The Citizen’s Trust idea might encourage a “property-owning democracy” in the words of political philosopher John Rawls. There is no question that it is time for citizens to begin to privately own the robots and the technology of the future. This might also require thinking about a new definition of work. I study employee share ownership plans and profit sharing plans of many kinds that can broaden capital ownership and capital income at the workplace and appear to maintain a high level of personal economic responsibility and earning your keep. There is also a need to examine what kinds of capital shares might address economic inequality for those not in workplaces. Many in our society already live on investment income, namely, people of means or people with great pensions plans or people with great accumulated savings. This groups that lives off of capital income often finds ways to “work” without a salaried job. Citizens might need to become used to “socially beneficial work” such as supporting the lives of children and the elderly and the disabled more intently, more political participation in civic life, more focus on the arts in public life, and, yes, as Mark Zuckerberg has hoped, more risk-taking entrepreneurship and technological inventions. Or will “second income” lead to hedonistic behavior, for example, people witting on their couches watching TV and playing video games. Employment relations, future of work scholars and policy-makers, and students of organizations will need to examine this “work without pay world” to understand if it can still have individual responsibility and a lack of dependency and to envision how private organizations with “volunteers” can be efficiently managed. Ironically, some initial research suggests that basic income leads most people to use their extra time for more pro-social activities.
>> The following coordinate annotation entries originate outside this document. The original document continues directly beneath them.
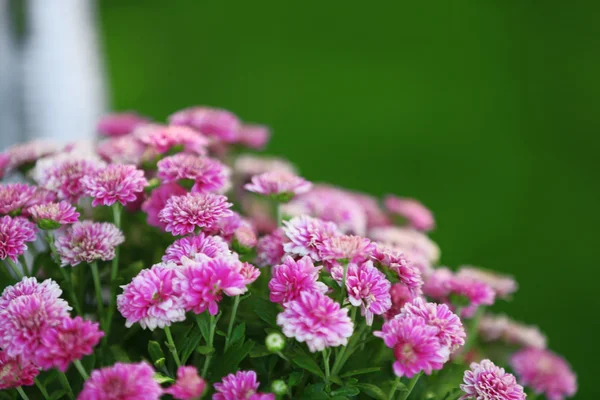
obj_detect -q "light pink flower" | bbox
[269,256,327,304]
[373,317,449,378]
[117,264,185,331]
[35,317,104,372]
[277,291,354,353]
[384,195,435,231]
[158,193,232,236]
[56,221,125,267]
[165,366,206,400]
[460,360,526,400]
[510,348,577,400]
[77,362,163,400]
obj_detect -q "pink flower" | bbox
[117,264,185,331]
[346,261,392,326]
[162,232,231,265]
[158,193,232,236]
[384,195,435,231]
[35,317,104,372]
[28,201,79,229]
[56,221,125,267]
[173,257,247,315]
[400,298,466,352]
[277,291,354,353]
[283,216,340,261]
[97,112,148,136]
[373,317,449,378]
[269,256,327,304]
[165,366,206,400]
[157,153,231,193]
[460,360,526,400]
[0,350,40,390]
[81,164,148,207]
[510,348,577,400]
[142,183,187,229]
[77,362,163,400]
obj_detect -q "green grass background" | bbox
[99,0,600,399]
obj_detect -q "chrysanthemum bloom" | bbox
[158,193,232,236]
[510,348,577,400]
[383,195,435,232]
[165,366,206,400]
[173,257,246,315]
[283,216,340,261]
[81,164,148,207]
[117,264,185,331]
[56,221,125,267]
[28,201,79,229]
[77,362,163,400]
[346,261,392,326]
[96,112,148,136]
[277,291,354,353]
[0,215,36,262]
[162,232,231,265]
[256,228,286,267]
[142,183,187,229]
[400,298,467,352]
[373,317,449,378]
[269,256,327,304]
[460,360,526,400]
[0,350,40,390]
[35,317,104,372]
[157,153,231,192]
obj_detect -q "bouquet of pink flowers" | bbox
[0,107,577,400]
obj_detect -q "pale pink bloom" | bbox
[96,112,148,136]
[269,256,327,304]
[283,216,341,261]
[56,221,125,267]
[399,298,466,352]
[0,215,36,262]
[165,366,206,400]
[173,257,247,315]
[35,317,104,372]
[383,195,435,232]
[158,193,232,236]
[77,362,163,400]
[142,183,187,230]
[81,164,148,207]
[277,291,354,353]
[510,348,577,400]
[162,232,231,265]
[460,360,526,400]
[117,264,185,331]
[157,153,231,192]
[346,261,392,326]
[373,317,449,378]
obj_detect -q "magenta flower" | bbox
[346,261,392,326]
[35,317,104,372]
[56,221,125,267]
[81,164,148,207]
[165,366,206,400]
[277,291,354,353]
[510,348,577,400]
[373,317,449,378]
[269,256,327,304]
[158,193,232,236]
[460,360,526,400]
[157,153,231,193]
[77,362,163,400]
[27,201,79,229]
[117,264,185,331]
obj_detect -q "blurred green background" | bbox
[99,0,600,399]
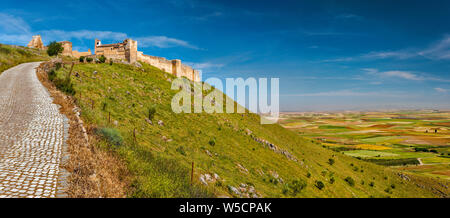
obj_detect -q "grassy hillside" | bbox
[51,61,448,197]
[0,44,50,73]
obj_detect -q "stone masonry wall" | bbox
[137,52,200,82]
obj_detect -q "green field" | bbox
[280,110,450,179]
[47,60,448,198]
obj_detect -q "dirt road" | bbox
[0,63,68,197]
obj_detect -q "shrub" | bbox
[290,179,306,195]
[47,70,75,95]
[98,55,106,63]
[344,176,355,186]
[102,102,108,111]
[55,62,62,70]
[47,41,64,56]
[176,146,186,156]
[315,181,325,190]
[47,70,56,82]
[97,128,123,146]
[148,106,156,120]
[328,158,334,165]
[384,188,392,194]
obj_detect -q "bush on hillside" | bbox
[97,128,123,146]
[315,181,325,190]
[289,179,306,195]
[47,41,64,56]
[98,55,106,63]
[148,105,156,120]
[344,176,355,186]
[328,158,334,165]
[47,70,75,95]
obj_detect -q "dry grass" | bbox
[37,62,130,198]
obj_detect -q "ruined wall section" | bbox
[27,35,46,49]
[137,52,200,82]
[59,41,91,58]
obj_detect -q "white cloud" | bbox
[135,36,200,50]
[184,62,225,70]
[379,70,424,81]
[281,90,408,97]
[321,35,450,62]
[362,68,450,82]
[418,35,450,60]
[0,13,30,34]
[434,87,449,93]
[0,13,199,49]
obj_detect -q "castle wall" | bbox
[137,52,200,82]
[59,41,72,56]
[72,49,92,58]
[27,35,45,49]
[28,36,200,81]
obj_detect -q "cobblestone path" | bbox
[0,63,67,198]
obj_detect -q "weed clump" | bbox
[315,181,325,190]
[97,128,123,146]
[328,158,334,165]
[344,176,355,186]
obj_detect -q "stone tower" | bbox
[27,35,45,49]
[124,39,137,64]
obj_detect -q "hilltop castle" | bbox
[28,35,200,82]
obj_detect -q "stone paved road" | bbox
[0,63,67,198]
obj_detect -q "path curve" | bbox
[0,63,67,198]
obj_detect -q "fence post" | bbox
[191,161,194,185]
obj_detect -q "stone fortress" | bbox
[28,35,200,82]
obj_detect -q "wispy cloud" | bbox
[335,13,363,20]
[320,35,450,62]
[135,36,200,50]
[0,13,200,49]
[0,13,31,34]
[362,68,450,82]
[434,87,450,93]
[184,62,225,70]
[281,90,408,97]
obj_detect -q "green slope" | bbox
[0,44,50,73]
[52,61,446,197]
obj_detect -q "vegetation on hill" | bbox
[0,44,50,74]
[51,63,448,197]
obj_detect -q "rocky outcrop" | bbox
[28,35,45,49]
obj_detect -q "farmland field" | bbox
[280,110,450,180]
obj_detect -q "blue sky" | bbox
[0,0,450,111]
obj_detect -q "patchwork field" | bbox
[280,110,450,180]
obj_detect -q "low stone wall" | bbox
[137,52,200,82]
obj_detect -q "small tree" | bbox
[148,106,156,120]
[315,181,325,190]
[344,176,355,186]
[328,158,334,165]
[98,55,106,63]
[47,41,64,56]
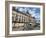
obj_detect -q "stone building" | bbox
[12,8,35,30]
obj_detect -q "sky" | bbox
[16,7,40,20]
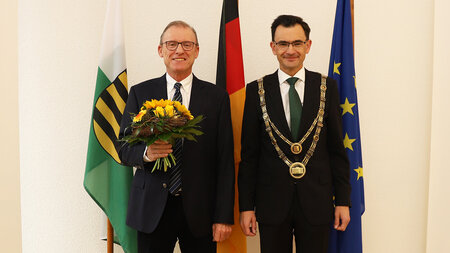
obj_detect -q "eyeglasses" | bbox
[273,40,308,50]
[161,40,198,51]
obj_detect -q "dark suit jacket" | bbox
[119,75,235,236]
[238,70,350,225]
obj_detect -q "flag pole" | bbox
[106,219,114,253]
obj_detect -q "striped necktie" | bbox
[286,77,302,142]
[169,83,183,195]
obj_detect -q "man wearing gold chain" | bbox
[238,15,351,253]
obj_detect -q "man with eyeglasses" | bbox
[238,15,351,253]
[119,21,234,253]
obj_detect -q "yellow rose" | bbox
[165,105,174,117]
[133,110,147,122]
[153,106,164,117]
[156,99,167,107]
[173,101,181,110]
[176,104,189,114]
[183,111,194,120]
[144,99,156,109]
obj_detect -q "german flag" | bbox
[216,0,247,253]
This discussion will now become very real and concrete in Oakland, California as a group of Silicon Valley tech leaders from start-up powerhouse Y Combinator are in the midst of launching a modest experiment with private foundation support to introduce basic income in that city to select groups of people. Their web site says that they plan to explore its effect on individuals, families, work life, and civic life in the city of Oakland through research. Let’s see what can be learned as this experiment is rolled out. Business leaders are often ahead of the curve on new developments. Zuckerberg and Musk have shown that now. It is time for more public discussion of Universal Basic Income and for sociologists and economists and other researchers to begin to learn a lot more about it so that they can inform policy-makers and answer some key questions.

Joseph Blasi, is the J. Robert Beyster Distinguished Professor at the Rutgers University School of Management and Labor Relations. He directs Rutgers program on employee share ownership and profit sharing which examines all forms of capital shares and their impact on performance and economic inequality. These are private opinions of the author and not those of any institution. His book, The Citizen’s Share, with economists Richard Freeman and Douglas Kruse, discusses the idea of broad-based ownership and its relationship to democracy in American history.